W-M5P
islem_h
New Altair Community Member
Hello everyone,
I am using the W-M5P from the weka extension to get a model tree and be able to extract rules. However, I always get only one rule (shown in the screenshot) and also I don't get the graph of the tree at all unlike with the rapidminer regression tree or random forest.
It would be great if anyone could help here
Thank you in advance!
I am using the W-M5P from the weka extension to get a model tree and be able to extract rules. However, I always get only one rule (shown in the screenshot) and also I don't get the graph of the tree at all unlike with the rapidminer regression tree or random forest.

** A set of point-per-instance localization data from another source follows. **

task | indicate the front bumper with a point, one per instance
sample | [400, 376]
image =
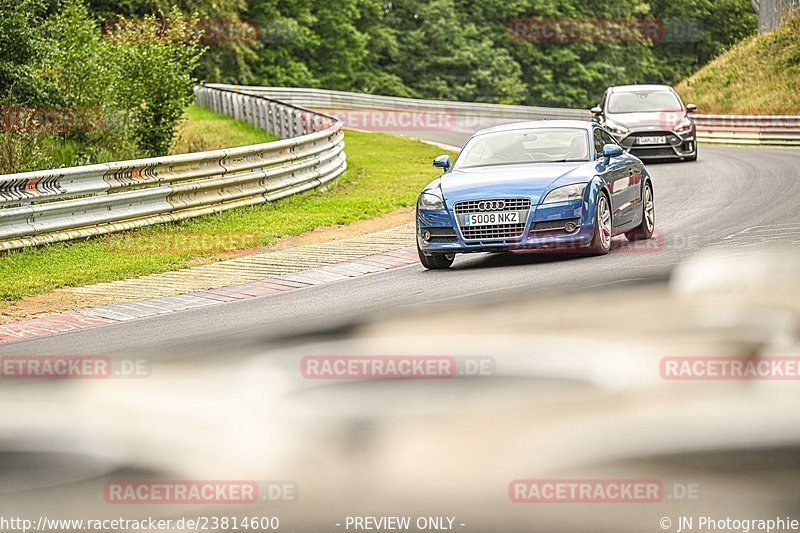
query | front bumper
[438, 232]
[677, 145]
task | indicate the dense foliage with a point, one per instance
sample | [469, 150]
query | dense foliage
[456, 49]
[136, 60]
[72, 93]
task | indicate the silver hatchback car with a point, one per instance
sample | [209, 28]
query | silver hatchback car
[650, 121]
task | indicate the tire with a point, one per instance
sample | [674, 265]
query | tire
[603, 224]
[648, 225]
[435, 261]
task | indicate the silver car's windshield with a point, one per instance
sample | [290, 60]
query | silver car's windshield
[534, 145]
[643, 102]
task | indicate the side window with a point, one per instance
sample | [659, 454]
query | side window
[598, 142]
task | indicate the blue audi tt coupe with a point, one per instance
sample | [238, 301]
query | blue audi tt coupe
[557, 185]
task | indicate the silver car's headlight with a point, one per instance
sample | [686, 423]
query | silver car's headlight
[565, 194]
[430, 200]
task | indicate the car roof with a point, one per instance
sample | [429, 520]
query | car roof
[533, 124]
[639, 88]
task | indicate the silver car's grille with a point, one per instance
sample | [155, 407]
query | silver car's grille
[500, 231]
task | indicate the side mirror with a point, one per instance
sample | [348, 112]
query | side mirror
[610, 151]
[443, 161]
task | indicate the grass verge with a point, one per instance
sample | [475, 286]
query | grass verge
[384, 173]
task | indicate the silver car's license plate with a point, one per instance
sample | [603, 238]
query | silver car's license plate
[656, 139]
[491, 219]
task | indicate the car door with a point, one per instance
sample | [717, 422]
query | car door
[614, 174]
[626, 190]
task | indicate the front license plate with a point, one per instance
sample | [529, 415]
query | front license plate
[491, 219]
[651, 140]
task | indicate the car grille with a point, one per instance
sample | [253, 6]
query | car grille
[441, 234]
[666, 134]
[511, 204]
[555, 225]
[653, 152]
[500, 231]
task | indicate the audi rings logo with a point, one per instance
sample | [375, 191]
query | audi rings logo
[492, 205]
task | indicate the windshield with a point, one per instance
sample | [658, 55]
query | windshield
[535, 145]
[643, 102]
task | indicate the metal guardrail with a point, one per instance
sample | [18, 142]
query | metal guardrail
[56, 205]
[322, 99]
[766, 130]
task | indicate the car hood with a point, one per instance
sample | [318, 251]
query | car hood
[655, 121]
[498, 181]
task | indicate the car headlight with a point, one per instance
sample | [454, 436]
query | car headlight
[683, 126]
[616, 128]
[565, 194]
[430, 200]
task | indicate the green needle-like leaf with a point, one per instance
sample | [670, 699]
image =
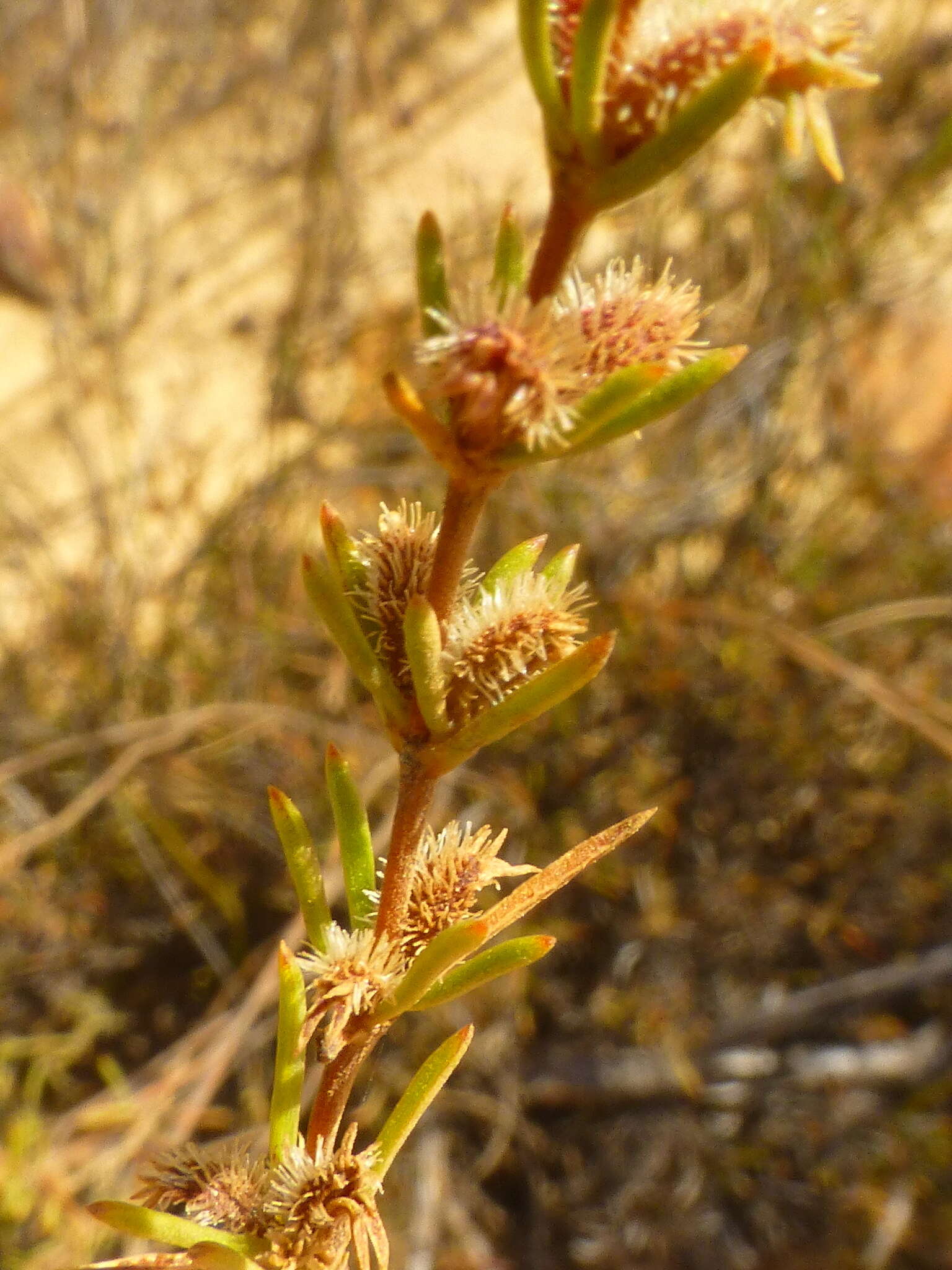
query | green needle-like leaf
[167, 1228]
[425, 648]
[518, 559]
[418, 1096]
[687, 133]
[560, 873]
[509, 267]
[304, 866]
[342, 550]
[593, 43]
[619, 393]
[672, 393]
[355, 837]
[487, 967]
[284, 1117]
[328, 596]
[432, 288]
[432, 963]
[562, 567]
[215, 1256]
[536, 38]
[527, 703]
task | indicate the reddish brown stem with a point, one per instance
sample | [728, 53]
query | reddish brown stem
[337, 1082]
[566, 221]
[414, 798]
[462, 508]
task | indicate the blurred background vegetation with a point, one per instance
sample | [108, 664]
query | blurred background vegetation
[741, 1053]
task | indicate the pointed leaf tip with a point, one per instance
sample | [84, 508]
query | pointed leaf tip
[421, 1090]
[432, 963]
[145, 1223]
[542, 693]
[553, 877]
[487, 967]
[304, 865]
[355, 837]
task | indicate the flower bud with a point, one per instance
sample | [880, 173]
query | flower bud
[631, 89]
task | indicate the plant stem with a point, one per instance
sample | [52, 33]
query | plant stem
[462, 508]
[337, 1082]
[566, 221]
[414, 796]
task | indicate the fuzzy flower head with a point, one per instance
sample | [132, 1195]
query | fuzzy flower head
[216, 1186]
[322, 1208]
[399, 561]
[346, 984]
[513, 376]
[507, 636]
[451, 870]
[664, 54]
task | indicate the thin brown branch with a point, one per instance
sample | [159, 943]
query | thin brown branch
[462, 510]
[414, 798]
[565, 224]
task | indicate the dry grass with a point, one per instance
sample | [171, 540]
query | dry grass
[230, 193]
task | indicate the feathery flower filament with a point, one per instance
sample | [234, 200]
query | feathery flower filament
[400, 561]
[221, 1188]
[451, 870]
[347, 982]
[506, 637]
[513, 378]
[320, 1208]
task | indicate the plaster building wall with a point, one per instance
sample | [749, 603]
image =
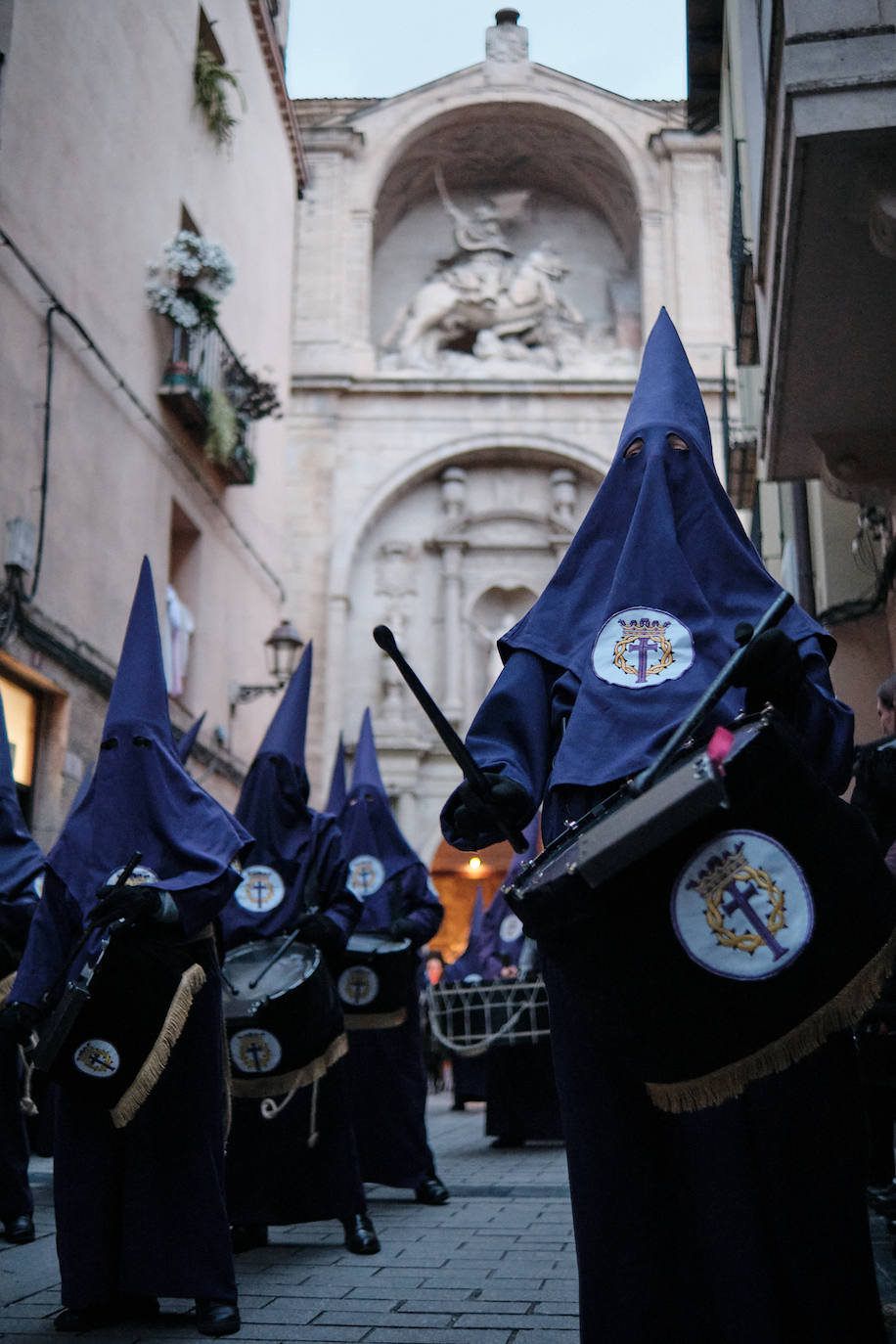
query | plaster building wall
[101, 154]
[442, 449]
[803, 97]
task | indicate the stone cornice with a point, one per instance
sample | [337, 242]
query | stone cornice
[274, 62]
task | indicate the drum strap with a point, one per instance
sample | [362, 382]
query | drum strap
[154, 1066]
[291, 1082]
[375, 1020]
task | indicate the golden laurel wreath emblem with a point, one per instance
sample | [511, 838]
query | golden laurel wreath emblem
[254, 1053]
[641, 629]
[713, 884]
[93, 1058]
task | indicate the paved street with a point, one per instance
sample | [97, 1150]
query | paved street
[493, 1266]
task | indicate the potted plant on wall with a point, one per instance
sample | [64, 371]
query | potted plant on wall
[211, 81]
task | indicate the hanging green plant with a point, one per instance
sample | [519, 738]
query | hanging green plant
[211, 81]
[223, 426]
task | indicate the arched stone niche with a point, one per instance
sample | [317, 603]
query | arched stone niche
[557, 198]
[449, 563]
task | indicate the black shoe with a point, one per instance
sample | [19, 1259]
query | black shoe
[19, 1230]
[214, 1318]
[360, 1238]
[245, 1236]
[431, 1191]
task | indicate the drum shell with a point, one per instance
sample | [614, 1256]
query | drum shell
[640, 992]
[287, 1039]
[375, 977]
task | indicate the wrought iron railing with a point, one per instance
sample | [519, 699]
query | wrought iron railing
[203, 367]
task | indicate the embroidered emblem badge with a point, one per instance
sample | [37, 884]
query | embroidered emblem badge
[97, 1058]
[261, 888]
[741, 906]
[254, 1050]
[510, 929]
[643, 647]
[357, 985]
[366, 875]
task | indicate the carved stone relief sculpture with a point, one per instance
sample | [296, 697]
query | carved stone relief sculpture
[489, 311]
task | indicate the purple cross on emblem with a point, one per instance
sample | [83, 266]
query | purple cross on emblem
[740, 901]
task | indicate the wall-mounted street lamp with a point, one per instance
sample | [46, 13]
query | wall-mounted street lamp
[281, 654]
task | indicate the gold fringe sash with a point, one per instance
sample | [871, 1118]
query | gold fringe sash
[154, 1066]
[281, 1084]
[6, 985]
[844, 1009]
[375, 1020]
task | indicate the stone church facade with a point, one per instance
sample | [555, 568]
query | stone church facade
[477, 265]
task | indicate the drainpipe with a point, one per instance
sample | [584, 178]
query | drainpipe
[806, 589]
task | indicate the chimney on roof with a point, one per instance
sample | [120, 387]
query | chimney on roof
[507, 43]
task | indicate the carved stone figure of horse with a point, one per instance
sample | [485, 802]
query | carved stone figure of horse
[452, 305]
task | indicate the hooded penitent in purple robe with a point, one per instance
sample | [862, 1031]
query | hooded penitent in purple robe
[636, 624]
[388, 1075]
[140, 1208]
[295, 869]
[336, 797]
[22, 863]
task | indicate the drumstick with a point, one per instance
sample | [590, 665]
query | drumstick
[471, 772]
[276, 957]
[715, 690]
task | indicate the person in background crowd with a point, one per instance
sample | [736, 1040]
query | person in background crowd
[295, 1161]
[385, 1063]
[521, 1096]
[22, 865]
[637, 622]
[468, 1071]
[874, 796]
[139, 1191]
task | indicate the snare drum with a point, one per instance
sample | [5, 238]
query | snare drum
[723, 923]
[374, 978]
[281, 1015]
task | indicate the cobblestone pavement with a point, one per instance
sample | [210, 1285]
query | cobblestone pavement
[496, 1265]
[493, 1266]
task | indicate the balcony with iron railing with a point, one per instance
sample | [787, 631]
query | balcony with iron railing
[216, 398]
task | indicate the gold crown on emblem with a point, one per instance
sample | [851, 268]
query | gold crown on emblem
[644, 625]
[720, 870]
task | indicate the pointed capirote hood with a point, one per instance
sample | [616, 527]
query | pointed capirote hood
[288, 729]
[366, 769]
[470, 962]
[187, 739]
[337, 789]
[140, 796]
[643, 607]
[273, 802]
[21, 856]
[366, 819]
[666, 394]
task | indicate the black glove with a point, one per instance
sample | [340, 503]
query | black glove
[771, 671]
[18, 1021]
[321, 931]
[470, 818]
[402, 927]
[135, 905]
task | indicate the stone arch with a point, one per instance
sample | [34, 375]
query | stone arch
[568, 202]
[399, 558]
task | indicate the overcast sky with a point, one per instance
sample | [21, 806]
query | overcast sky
[367, 49]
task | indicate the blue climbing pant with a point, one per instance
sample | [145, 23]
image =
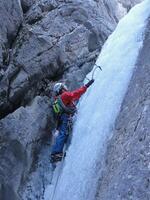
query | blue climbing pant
[62, 136]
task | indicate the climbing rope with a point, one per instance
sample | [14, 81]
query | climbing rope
[97, 67]
[59, 174]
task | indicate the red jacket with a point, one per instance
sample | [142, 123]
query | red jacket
[68, 98]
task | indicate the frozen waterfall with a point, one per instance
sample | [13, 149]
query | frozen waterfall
[98, 108]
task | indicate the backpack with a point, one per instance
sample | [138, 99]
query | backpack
[59, 107]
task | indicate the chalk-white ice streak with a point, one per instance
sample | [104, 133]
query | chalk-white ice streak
[100, 105]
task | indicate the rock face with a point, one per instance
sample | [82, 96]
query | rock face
[58, 39]
[41, 41]
[127, 164]
[10, 21]
[20, 140]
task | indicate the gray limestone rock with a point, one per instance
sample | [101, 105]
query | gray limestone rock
[21, 135]
[126, 173]
[56, 36]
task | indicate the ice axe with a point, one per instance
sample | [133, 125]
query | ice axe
[97, 67]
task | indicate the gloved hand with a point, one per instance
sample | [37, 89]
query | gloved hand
[89, 83]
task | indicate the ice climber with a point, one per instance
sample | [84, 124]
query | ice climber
[64, 107]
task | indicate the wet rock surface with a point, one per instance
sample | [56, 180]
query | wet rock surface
[127, 164]
[21, 136]
[57, 39]
[41, 42]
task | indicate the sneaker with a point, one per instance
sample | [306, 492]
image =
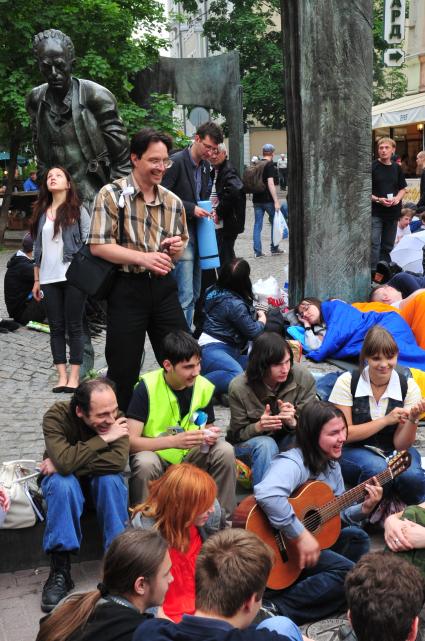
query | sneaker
[224, 400]
[55, 589]
[59, 581]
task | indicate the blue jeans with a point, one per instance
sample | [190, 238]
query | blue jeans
[383, 239]
[283, 626]
[65, 502]
[188, 276]
[359, 464]
[319, 591]
[407, 283]
[259, 210]
[221, 363]
[259, 451]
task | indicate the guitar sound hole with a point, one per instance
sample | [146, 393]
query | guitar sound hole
[312, 520]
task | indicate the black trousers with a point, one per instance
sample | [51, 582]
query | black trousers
[138, 303]
[65, 308]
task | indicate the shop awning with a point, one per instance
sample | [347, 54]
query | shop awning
[396, 113]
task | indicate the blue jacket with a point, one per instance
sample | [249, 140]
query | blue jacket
[73, 237]
[230, 318]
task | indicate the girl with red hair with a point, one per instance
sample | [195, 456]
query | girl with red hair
[182, 506]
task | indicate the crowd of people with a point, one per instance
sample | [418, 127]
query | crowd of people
[173, 567]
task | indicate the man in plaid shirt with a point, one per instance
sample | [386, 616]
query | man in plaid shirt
[144, 296]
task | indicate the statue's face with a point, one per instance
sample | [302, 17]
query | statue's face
[55, 65]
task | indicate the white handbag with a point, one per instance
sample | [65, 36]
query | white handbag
[18, 479]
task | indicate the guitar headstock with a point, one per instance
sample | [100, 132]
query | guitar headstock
[399, 462]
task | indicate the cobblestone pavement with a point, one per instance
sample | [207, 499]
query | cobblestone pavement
[26, 378]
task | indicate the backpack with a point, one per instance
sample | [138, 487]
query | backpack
[253, 178]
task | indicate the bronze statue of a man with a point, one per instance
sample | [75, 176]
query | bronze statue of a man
[75, 122]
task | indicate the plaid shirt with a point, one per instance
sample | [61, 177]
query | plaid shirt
[146, 225]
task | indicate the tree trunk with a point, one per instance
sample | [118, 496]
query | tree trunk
[328, 49]
[15, 143]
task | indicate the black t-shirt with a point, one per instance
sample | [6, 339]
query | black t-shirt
[386, 179]
[193, 628]
[18, 283]
[265, 196]
[139, 404]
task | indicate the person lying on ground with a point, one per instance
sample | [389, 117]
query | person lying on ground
[265, 402]
[231, 573]
[318, 592]
[403, 228]
[182, 506]
[230, 321]
[162, 423]
[382, 410]
[136, 576]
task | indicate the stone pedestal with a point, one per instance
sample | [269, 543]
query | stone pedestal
[328, 56]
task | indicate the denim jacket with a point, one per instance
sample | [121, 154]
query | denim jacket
[73, 237]
[230, 318]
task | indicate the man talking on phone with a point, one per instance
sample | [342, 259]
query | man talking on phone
[171, 420]
[144, 297]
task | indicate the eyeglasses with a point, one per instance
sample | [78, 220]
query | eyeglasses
[158, 162]
[212, 150]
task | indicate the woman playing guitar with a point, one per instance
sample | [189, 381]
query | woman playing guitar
[319, 590]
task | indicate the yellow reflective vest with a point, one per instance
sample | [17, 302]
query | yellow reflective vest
[164, 410]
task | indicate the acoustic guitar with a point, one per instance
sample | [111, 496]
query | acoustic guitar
[318, 509]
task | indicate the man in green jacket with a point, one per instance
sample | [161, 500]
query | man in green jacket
[86, 447]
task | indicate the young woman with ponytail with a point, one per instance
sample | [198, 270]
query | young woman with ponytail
[136, 575]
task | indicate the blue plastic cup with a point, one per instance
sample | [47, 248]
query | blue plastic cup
[207, 240]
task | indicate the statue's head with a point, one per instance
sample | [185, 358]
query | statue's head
[55, 53]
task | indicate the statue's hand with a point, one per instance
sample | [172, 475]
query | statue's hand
[157, 262]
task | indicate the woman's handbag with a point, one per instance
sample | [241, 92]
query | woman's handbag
[93, 275]
[18, 478]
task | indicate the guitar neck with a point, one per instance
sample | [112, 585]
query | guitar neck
[355, 495]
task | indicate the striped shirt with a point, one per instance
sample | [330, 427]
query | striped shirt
[146, 225]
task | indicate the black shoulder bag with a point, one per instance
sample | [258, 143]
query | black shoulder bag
[93, 275]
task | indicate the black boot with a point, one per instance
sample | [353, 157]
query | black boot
[59, 582]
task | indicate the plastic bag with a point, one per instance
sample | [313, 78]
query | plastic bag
[280, 228]
[18, 479]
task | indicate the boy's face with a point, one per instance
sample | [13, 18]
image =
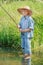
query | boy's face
[24, 12]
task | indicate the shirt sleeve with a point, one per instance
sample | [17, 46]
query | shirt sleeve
[31, 23]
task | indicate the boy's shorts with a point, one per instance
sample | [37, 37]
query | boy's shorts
[26, 45]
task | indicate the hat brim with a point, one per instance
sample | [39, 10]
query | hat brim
[20, 10]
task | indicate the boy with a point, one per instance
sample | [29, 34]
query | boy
[26, 27]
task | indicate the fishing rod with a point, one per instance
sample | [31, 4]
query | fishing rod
[8, 14]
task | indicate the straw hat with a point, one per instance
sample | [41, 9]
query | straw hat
[24, 8]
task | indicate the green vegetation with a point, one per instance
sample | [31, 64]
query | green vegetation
[10, 35]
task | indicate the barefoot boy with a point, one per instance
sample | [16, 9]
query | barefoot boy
[26, 27]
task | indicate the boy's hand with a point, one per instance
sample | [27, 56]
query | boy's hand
[21, 30]
[18, 26]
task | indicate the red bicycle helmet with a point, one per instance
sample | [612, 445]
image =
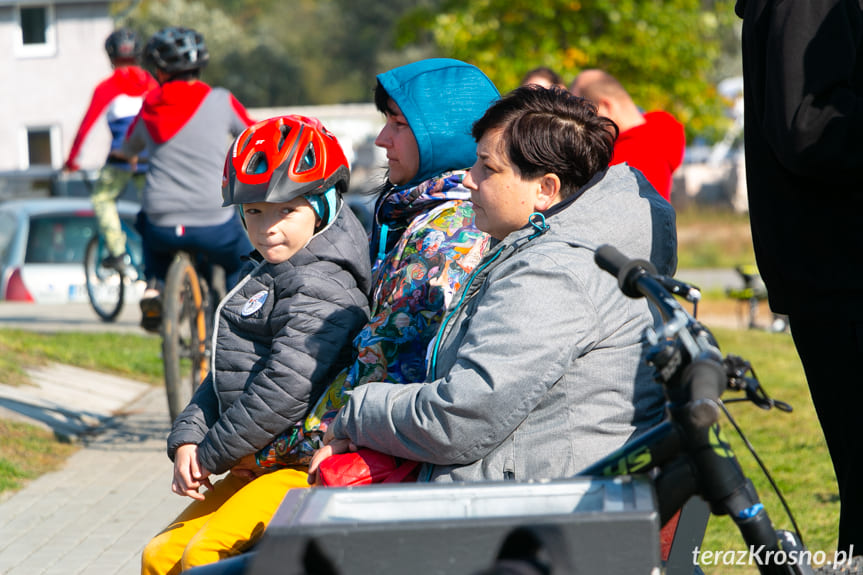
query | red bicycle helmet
[283, 158]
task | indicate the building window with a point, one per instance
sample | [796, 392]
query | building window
[36, 35]
[40, 147]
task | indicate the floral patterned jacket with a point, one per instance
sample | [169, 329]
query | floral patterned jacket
[427, 246]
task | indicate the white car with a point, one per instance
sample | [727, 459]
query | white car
[42, 244]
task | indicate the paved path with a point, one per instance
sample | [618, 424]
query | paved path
[95, 514]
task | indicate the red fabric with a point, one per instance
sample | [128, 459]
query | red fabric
[363, 467]
[167, 109]
[655, 148]
[666, 536]
[129, 80]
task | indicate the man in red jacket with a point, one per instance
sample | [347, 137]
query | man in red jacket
[118, 98]
[651, 142]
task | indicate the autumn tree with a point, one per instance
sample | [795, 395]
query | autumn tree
[665, 52]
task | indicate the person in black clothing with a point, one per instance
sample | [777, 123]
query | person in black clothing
[803, 115]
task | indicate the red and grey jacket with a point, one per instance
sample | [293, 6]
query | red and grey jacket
[186, 127]
[119, 98]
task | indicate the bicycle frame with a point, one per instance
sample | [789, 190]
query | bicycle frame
[686, 455]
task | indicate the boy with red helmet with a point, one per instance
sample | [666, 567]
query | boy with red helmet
[286, 329]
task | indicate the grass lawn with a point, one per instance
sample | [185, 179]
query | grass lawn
[713, 239]
[27, 451]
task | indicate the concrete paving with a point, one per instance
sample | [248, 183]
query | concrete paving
[94, 515]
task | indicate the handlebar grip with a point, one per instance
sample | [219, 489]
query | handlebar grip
[627, 271]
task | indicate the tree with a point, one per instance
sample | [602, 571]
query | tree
[663, 51]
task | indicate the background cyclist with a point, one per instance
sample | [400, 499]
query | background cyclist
[118, 98]
[186, 127]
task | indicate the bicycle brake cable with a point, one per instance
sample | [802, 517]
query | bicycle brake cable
[764, 470]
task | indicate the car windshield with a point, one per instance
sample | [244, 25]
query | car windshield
[59, 238]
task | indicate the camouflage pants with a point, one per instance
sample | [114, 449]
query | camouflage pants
[111, 183]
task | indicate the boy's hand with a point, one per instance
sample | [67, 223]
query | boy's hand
[189, 475]
[247, 468]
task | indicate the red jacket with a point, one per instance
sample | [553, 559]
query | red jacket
[655, 148]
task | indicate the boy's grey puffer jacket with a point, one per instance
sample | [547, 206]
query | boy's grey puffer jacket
[283, 334]
[538, 369]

It would be great if anyone could help here
Thank you in advance!
0
Best Answer
-
Hello @islem_h
I have gone through your process and I don't fing any issues with your process. I have gone through Ross Quinlan paper on M5 algorithms and observed that this is the way this algorithm works. Actually, M5 is Model-based tree building algorithm in contrast to traditional regression-based tree building methods. This builds models at the leaves rathen than placing values like decision tree. One of the major capabilities of M5 is that it can remove variables based on a greedy approach and some times all of them. Also, the pruning strategy is different. I attached the link to this algorithm you can go through this to understand.M5 uses a greedy search to remove variables that contribute little to the model; in some cases, m5 removes all variables, leaving only a constant
The algorithm is generating a single linear equation based on your data. When you compare this with the Decision tree algorithm, then you see differences, this is because they work on regression rules. If you want W-M5 to build a regression-based tree model, then you can select the option "R" in the parameters of W-M5P, this gives you are regular regression based tree.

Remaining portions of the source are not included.